Il carattere orizzontale della piattaforma ha praticamente scalzato via i processi tradizionali di intermediazione che imponevano, nel bene o nel male, un loro ordine al dibattito. Tutti parlano con tutti senza la mediazione del tempo e senza le mediazioni delle procedure. Si è creata una grande confusione tra quanto è ufficiale, e quanto è invece estemporaneo; non è più possibile distinguere tra quelle che i linguisti chiamano pratiche discorsive. Per fare un esempio tristemente noto, gli esperti di diplomazia digitale non sapevano mai come interpretare un tweet di Trump.
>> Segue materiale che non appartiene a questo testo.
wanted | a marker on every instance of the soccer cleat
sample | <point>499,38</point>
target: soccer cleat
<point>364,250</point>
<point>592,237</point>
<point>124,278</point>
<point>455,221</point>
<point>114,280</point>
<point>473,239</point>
Come l’espressione di una sua opinione personale? Come una provocazione? Un ballon d’essai? Un atto istituzionale? Quello che vale ai massimi livelli per Trump, vale però per le produzioni di tutti noi: non è chiaro con quale fine scriviamo, a chi e perché.
La natura digitale della piattaforma, inoltre, fa sì che passiamo gran parte della nostra giornata (circa 6-7 ore al giorno, secondo le stime ufficiali) in un universo sociocomunicativo completamente inedito: comunichiamo in un ibrido tra conversazione spontanea e scrittura, tra privato e pubblico, tra una dimensione sincrona e asincrona. Non sempre è chiaro chi riceverà i nostri messaggi: il nostro contatto Facebook con il quale scherziamo? I suoi contatti? I contatti dei suoi contatti? I bot che raccolgono informazioni sul nostro conto ‘per profilarci meglio? Chi passerà su quella pagina tra dieci anni? Non si sa. Non è chiaro nemmeno da chi sono prodotti molti dei messaggi che circolano e che riceviamo, pensiamo ai meme per esempio. Ora, nessuno di noi è davvero educato a abitare questo spazio. Per navigarlo utilmente e prudentemente occorrerebbero competenze di cui la gran parte degli utenti non dispone e sulle quali c’è ancora bisogno di molta riflessione.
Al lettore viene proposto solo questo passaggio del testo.